Web_bash notes 5

wget

Used to download files, for example:

# Download the homepage HTML
wget http://ayqy.net
# Download multiple files
wget http://www.example.com http://ayqy.net

In the example above, the address without www will return a 301, and wget will automatically follow it, download index.html, and save it to the current directory. The default filename is the same, and if it already exists, a suffix is automatically added.

Supports 2 URL formats:

# http
http://host[:port]/directory/file
# ftp
ftp://host[:port]/directory/file
# With username and password authentication
http://user:password@host/path
ftp://user:password@host/path
# Or
wget --user=user --password=password URL

The saved filename is specified through the -O option:

# Output to a file
wget http://ayqy.net -O page.html
# - indicates standard output
wget http://ayqy.net -O -

Note: It must be an uppercase O; lowercase o indicates logging progress and error information to a specified log file. If the specified file already exists, it will be overwritten.

Other common options:

# POST
wget --post-data 'a=1&b=2' http://www.example.com
# Or
wget --post-file post-body.txt http://www.example.com
# Resume download
wget -c http://www.example.com
# Retry 3 times on error
wget -t 3 http://www.example.com
# Limit download rate to 1k to avoid saturating bandwidth
wget --limit-rate 1k http://www.example.com
# Limit total download size to avoid taking up too much disk space
wget -Q 1m http://www.example.com http://www.example.com

P.S. Limiting total download size depends on the Content-Length provided by the server; if not provided, it cannot be limited.

In addition, wget has very powerful crawler functionality:

# Recursively crawl all pages and download them one by one
wget --mirror http://www.ayqy.net
# Specify a depth of 1, to be used with the -r recursive option
wget -r -l 1 http://www.ayqy.net

It can also perform incremental updates, only downloading new files (those that do not exist locally or have a newer last modification time):

# -N compares timestamps for incremental updates, only downloading new files
wget -N http://node.ayqy.net

If the server file has not changed, it will not be downloaded next time, with the prompt:

Server file no newer than local file `index.html' -- not retrieving.

P.S. Of course, incremental updates depend on the Last-Modified provided by the server; if not provided, incremental updates are not possible, and it will default to overwriting upon download.
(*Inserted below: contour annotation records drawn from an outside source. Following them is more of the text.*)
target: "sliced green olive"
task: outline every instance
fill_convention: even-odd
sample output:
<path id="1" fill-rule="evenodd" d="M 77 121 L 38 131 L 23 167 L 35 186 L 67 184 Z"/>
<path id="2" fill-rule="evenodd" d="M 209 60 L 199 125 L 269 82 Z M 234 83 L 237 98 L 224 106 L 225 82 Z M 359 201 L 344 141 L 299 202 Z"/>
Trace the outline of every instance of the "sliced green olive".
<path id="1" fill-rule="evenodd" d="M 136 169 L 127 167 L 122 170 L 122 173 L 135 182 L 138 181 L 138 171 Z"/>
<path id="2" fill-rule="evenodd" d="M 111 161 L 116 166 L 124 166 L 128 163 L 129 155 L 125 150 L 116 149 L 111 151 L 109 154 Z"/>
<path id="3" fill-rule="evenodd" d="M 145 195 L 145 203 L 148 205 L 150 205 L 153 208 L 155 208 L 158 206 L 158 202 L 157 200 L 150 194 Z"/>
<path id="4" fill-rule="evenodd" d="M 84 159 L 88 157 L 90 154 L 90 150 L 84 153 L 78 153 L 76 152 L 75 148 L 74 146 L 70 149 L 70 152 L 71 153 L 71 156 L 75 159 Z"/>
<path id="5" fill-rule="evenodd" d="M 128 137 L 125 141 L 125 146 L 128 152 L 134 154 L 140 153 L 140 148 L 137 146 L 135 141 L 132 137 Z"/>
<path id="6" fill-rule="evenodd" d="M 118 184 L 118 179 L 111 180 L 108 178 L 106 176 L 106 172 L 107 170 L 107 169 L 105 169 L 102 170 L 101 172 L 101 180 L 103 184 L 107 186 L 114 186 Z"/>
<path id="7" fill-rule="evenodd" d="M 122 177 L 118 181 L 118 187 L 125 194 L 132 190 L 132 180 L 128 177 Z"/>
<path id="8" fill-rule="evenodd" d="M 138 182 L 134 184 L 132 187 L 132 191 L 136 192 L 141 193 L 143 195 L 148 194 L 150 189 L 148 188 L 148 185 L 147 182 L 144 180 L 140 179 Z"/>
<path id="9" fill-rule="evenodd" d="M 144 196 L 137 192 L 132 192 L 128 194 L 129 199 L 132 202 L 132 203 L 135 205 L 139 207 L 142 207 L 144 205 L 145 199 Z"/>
P.S. For more information about wget, please check the GNU Wget 1.18 Manual.

curl

More powerful than wget, curl can not only download files but also send requests (GET/POST/PUT/DELETE/HEAD, etc.), specify request headers, support protocols like HTTP, HTTPS, and FTP, and support Cookies, UA, Authentication, and more.

Often used to test RESTful APIs:

# Create
curl -X POST http://localhost:9108/user/ayqy
# Delete
curl -X DELETE http://localhost:9108/user/ayqy
# Update
curl -X PUT http://localhost:9108/user/ayqy/cc
# Retrieve
curl -X GET http://localhost:9108/user/ayqy

Submit a form via POST:

# Simulate form submission
curl -d 'a=1&b=2' --trace-ascii /dev/stdout http://www.example.com

# Request headers and request body
=> Send header, 148 bytes (0x94)
0000: POST / HTTP/1.1
0011: Host: www.example.com
0028: User-Agent: curl/7.43.0
0041: Accept: */*
004e: Content-Length: 7
0061: Content-Type: application/x-www-form-urlencoded
0092:
=> Send data, 7 bytes (0x7)
0000: a=1&b=2

-d stands for --data-ascii. Three other methods are --data-raw, --data-binary, and --data-urlencode, where --data-urlencode encodes parameter values.
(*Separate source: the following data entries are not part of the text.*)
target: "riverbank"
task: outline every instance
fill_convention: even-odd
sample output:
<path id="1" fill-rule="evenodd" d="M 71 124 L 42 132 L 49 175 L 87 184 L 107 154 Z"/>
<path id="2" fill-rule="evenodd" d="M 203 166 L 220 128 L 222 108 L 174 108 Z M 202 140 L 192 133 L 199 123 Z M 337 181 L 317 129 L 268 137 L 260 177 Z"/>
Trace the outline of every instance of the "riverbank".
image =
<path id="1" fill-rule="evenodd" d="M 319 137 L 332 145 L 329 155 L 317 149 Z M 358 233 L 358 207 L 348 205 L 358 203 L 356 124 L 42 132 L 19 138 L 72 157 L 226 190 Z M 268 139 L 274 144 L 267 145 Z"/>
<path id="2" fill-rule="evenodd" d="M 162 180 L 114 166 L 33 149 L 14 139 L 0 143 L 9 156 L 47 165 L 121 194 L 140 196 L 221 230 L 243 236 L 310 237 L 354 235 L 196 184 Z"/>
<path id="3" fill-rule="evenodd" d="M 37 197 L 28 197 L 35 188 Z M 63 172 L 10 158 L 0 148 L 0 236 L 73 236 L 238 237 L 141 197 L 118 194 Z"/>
--trace-ascii is used to output request/response headers and request/response bodies, or to view request content through proxy tools:

# Use -x or --proxy for a proxy, otherwise it cannot be captured
curl -d 'a=1&b=2' -x http://127.0.0.1:8888 http://www.example.com

It can also download files like wget, but it defaults to outputting to standard output instead of writing to a file:

# Output response content directly
curl http://ayqy.net

You will get a simple 301 page, and curl will not automatically follow it; this can be used to track redirections (though direct packet capture is simpler and more straightforward).

Downloading files can be done through output redirection or the -o option:

# Write to a file, progress information will be output by default
curl http://ayqy.net > 301.html
# Or
curl http://ayqy.net -o 301.html
# Use the filename from the URL
curl http://ayqy.net/index.html -O
# If the URL does not have a filename, it cannot be downloaded
curl http://ayqy.net -O
# Silent download, no progress information output
curl http://ayqy.net --silent -o 301.html

A very interesting command:

# Install nvm using curl
curl -o- https://raw.githubusercontent.com/creationix/nvm/v0.33.1/install.sh | bash

The value of parameter o is -, indicating redirection to standard output, which is then piped to the bash command for execution; the entire line fetches and executes an online bash script.

wget is similar:

# Install nvm using wget
wget -qO- https://raw.githubusercontent.com/creationix/nvm/v0.33.1/install.sh | bash

The -q option silences output to ensure a clean result, and -O - redirects to standard output, which is then passed to the bash command for execution.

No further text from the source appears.